Palmisano: On-Demand is Here, It’s Ready

IBM’s Chief Executive Sam Palmisano continued his mantra about on-demand computing as enterprise technology’s next wave during his annual presentation to analysts and customers Wednesday.

But it was his outlook for the sluggish IT industry in particular that helped buoy the tech faithful’s spirits at the gathering in New York.

“I think you’ll agree we are operating in one of the most difficult environments,” Palmisano said, calling the technology recession one of the worst he’s seen in his 30 years in the business. “Even though we’re facing difficult short-term economic circumstances, I’m optimistic about the long term. I see signs that we’ve hit bottom, and things have flattened out.”

The industry is still struggling through excess capacity and over investment in IT leftover from the dot-com heyday. But enterprise customers’ overriding interest in wringing more returns from those IT investments is also fueling a fundamental shift in the industry as well, he said.

After networked, client-server computing systems comes on-demand computing — buying it like a utility — and based on open standards that underpin integrated systems imbued with self-healing (autonomic) capabilities.

“On demand (computing) is fundamentally about driving your business processes beyond vertical silos, to flipping them on their side and looking horizontally at all the opportunities to link” up applications, he said. “It’s about separating the application layer from the operating system layer.”

Utility-like computing services, like those deployed in grid computing systems in specialized trials, are here and ready for adoption, Palmisano said, at once heralding IBM’s embrace of open source and displaying canny sales skills that helped fuel his rise to the chief executive spot.

The annual meeting with customers, Wall Street analysts and the press is an IBM tradition. This year’s event, held at New York’s Museum of Natural History, provided Palmisano a chance to display his leadership tone after formally taking over the top spot in March from his predecessor, Louis V. Gerstner. As of Tuesday, that transition was complete when Palmisano was also named chairman of the board, which takes effect when Gerstner exits the post in January of next year. The title completes the 51-year-old Palmisano’s transition from president and chief operating officer to chief executive.

Palmisano, who worked his way up through the IBM ranks, inherits a company slogging its way through a technology recession now two years running. Sales across all its major divisions are flat or have fallen.
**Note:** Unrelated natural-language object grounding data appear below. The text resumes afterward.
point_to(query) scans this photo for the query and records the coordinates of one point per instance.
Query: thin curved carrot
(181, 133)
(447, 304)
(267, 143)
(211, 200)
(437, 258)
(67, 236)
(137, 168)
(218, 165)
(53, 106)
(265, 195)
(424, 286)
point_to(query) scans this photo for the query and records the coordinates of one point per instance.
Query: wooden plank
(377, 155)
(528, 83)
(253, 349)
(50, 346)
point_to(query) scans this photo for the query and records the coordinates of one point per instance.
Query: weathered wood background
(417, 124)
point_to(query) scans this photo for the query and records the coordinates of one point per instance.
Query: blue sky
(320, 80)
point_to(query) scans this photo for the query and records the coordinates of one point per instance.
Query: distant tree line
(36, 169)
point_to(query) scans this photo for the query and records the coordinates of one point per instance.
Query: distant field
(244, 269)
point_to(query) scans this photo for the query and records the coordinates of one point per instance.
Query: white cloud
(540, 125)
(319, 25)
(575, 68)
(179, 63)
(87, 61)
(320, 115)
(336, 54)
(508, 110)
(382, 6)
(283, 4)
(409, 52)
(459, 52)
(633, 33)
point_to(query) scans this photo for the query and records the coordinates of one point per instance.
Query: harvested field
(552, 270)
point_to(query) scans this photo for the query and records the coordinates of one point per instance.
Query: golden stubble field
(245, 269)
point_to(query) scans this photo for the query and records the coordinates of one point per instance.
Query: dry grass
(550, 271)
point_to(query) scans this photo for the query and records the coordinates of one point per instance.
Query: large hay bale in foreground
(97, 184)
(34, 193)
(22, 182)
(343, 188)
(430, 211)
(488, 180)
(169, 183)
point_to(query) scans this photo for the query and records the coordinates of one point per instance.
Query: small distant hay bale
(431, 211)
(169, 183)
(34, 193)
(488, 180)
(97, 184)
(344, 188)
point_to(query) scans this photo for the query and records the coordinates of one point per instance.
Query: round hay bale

But with IBM’s e-business integration middleware products holding up, such as WebSphere lines whose sales jumped by 27 percent during the third quarter, Palmisano had some wind in his sails as he outlined the next step beyond business integration.

Just as computing technology moved from its centralized era to the dawn of client-server computing, now networked applications are ushering in the era of computing as a utility.

“We’re at the next phase which is about not just tech integration but business process integration,” Palmisano said. He also urged the industry to think about adopting common language standards so that enterprise systems can effectively manage a transaction when it “explodes” across a company’s infrastructure, and back through the supply chain.

That’s why IBM is committed to open standards protocols including XML , SOAP , and WSDL , he continued.

Of course, the open standards commitment also explains what Palmisano called IBM’s $10 billion bet to champion the Linux open source computing platform as a key of its on-demand strategy.

A big bet? Yes, he said, and bold, too. “Risky? I don’t think so. The technology is ready. We understand it. We think by tying IBM’s priorities to your priorities, we can’t fail at this,” he said to the customers, new and potential, in the audience.

“I understand that not everyone shares this point of view” on the debate between open standards and proprietary operating systems. “But we believe it’s good for you and the industry. It’s good for both of us.”

After all, the widespread deployment of proprietary systems across the business world has given rise to acres of underutilized computing capacity among major enterprise customers whose systems don’t inter-relate, Palmisano continued.

“If you were a hotel you couldn’t operate with a 95 percent vacancy rate. But this is what we have in the technology industry. It’s just a statement of evolutions and proprietary approaches that, when dispersed, led to underutilized computing capacity.”

He said the situation is one of the reasons behind IBM’s embrace of Linux, and its investment in a grid computing system such as with London’s Oxford University where open platforms are harnessing super-computing capacity for life sciences research.